As for the swimming - it's non negotiable in our house, I had a family member almost drown in the shallow end of a pool because they couldn't swim.
I have probably spent hundreds on swimming lessons over the years for my dc but I see it as a life skill. We live near the beach and if they want to go swimming with friends when they're older at least I know they can be mostly safe in the water.
Have you searching for crash course swimming lessons....maybe not having a whole week between lessons and just having a good go at it for a week or so will help them get over the apprehension.
Lots of leisure centres do them for the half term.
How about going to a fun pool? Slides, flumes and all that? The more they're exposed to "water is fun", the more likely they are to want to learn, perhaps? If they take a (kind) friend they might see how other kids can swim and enjoy swimming. Peer pressure could work in your favour!

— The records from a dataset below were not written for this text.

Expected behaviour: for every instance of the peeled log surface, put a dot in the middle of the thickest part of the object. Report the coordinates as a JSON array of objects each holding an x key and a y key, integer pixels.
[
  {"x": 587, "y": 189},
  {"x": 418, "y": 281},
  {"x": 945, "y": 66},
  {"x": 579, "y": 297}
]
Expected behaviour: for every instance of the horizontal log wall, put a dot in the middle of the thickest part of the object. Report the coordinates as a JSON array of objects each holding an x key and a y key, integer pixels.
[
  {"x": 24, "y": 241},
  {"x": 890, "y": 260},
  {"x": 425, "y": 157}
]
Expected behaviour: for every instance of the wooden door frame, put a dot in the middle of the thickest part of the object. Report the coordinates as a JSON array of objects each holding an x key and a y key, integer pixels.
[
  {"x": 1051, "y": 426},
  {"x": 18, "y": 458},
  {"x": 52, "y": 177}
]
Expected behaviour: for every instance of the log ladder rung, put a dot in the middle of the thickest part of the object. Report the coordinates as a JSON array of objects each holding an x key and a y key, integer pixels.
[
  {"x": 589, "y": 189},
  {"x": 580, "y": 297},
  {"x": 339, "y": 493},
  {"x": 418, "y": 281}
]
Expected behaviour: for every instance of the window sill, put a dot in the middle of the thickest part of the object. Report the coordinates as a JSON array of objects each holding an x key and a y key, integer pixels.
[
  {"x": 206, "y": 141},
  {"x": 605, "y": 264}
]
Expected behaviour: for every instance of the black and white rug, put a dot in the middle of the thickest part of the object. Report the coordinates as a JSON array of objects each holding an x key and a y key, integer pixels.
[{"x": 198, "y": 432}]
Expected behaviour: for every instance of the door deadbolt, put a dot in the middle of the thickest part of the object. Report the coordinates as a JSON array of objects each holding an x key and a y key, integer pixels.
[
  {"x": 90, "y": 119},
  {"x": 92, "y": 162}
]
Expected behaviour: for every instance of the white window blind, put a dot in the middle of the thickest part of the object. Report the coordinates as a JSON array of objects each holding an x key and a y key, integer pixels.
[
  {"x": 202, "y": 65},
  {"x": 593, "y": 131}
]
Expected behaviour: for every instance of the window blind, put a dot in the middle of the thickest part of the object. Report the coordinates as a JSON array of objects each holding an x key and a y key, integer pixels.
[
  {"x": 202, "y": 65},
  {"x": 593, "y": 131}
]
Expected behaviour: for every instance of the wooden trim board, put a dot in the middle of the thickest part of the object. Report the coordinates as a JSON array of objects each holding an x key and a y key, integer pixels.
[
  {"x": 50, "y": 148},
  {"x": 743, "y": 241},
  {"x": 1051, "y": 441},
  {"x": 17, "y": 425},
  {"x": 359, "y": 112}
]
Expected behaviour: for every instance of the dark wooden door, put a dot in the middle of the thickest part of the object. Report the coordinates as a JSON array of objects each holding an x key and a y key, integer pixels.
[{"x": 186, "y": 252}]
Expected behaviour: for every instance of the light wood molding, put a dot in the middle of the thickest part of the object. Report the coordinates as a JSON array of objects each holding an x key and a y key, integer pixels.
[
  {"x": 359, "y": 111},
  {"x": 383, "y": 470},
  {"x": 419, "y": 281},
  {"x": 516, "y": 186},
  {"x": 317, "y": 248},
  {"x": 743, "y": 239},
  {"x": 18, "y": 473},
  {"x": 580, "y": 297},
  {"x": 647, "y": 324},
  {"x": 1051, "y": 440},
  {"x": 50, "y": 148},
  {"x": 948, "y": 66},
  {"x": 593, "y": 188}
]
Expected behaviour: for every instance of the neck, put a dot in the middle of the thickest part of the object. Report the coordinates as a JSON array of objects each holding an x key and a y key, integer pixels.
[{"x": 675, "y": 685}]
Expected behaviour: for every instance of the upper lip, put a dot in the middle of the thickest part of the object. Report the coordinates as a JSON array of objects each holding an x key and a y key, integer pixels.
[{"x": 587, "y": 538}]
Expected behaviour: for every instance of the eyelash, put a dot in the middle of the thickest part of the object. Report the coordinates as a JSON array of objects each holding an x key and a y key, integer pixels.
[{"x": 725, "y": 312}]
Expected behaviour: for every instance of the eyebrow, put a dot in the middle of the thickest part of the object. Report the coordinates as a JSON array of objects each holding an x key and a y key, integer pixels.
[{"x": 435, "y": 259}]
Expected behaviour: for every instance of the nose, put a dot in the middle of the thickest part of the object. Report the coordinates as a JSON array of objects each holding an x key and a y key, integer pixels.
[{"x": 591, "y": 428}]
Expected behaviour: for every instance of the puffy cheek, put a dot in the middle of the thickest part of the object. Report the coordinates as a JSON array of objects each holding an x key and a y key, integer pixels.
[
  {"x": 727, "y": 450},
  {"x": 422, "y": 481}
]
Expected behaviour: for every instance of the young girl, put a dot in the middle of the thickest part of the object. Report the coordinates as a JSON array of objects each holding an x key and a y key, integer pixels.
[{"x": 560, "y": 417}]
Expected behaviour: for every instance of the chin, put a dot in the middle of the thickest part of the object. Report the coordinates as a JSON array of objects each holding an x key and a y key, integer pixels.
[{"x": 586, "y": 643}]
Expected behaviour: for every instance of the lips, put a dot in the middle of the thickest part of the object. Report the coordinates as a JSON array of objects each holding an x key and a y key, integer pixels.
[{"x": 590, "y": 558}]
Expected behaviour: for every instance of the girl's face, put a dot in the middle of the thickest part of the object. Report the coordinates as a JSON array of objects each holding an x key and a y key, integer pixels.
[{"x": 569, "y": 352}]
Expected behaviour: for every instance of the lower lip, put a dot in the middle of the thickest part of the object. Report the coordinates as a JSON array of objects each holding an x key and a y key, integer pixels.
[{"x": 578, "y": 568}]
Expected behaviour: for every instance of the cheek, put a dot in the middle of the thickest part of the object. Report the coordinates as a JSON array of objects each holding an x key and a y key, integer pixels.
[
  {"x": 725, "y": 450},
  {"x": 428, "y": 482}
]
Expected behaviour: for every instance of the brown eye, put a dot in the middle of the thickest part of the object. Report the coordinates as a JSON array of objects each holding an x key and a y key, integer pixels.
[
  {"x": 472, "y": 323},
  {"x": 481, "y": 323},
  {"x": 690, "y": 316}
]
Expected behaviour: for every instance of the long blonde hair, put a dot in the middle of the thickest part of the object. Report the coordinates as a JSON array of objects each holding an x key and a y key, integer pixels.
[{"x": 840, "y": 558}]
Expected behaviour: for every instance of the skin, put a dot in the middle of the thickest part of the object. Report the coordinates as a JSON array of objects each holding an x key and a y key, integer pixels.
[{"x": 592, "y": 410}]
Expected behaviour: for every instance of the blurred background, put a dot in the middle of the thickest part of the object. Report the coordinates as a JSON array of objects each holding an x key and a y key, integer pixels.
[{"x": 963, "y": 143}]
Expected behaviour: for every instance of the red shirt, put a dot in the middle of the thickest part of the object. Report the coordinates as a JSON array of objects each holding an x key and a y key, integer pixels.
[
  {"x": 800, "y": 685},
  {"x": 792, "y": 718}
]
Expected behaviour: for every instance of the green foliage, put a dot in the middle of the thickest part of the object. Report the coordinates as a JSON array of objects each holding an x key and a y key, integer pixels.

No idea about cycling, but if they're not interested it's less of a big deal. Lack of swimming ability can put you in a life-or-death situation, lack of cycling ability less so...
Is there any treat that they really want? Could you bribe them by saying when you can swim a length you can have X.
Or maybe talk about all the fun stuff you can only do if you know how to swim like watersports, diving, snorkeling etc.
Kids probably think they're too invincible to care about the risk of drowning if they can't swim.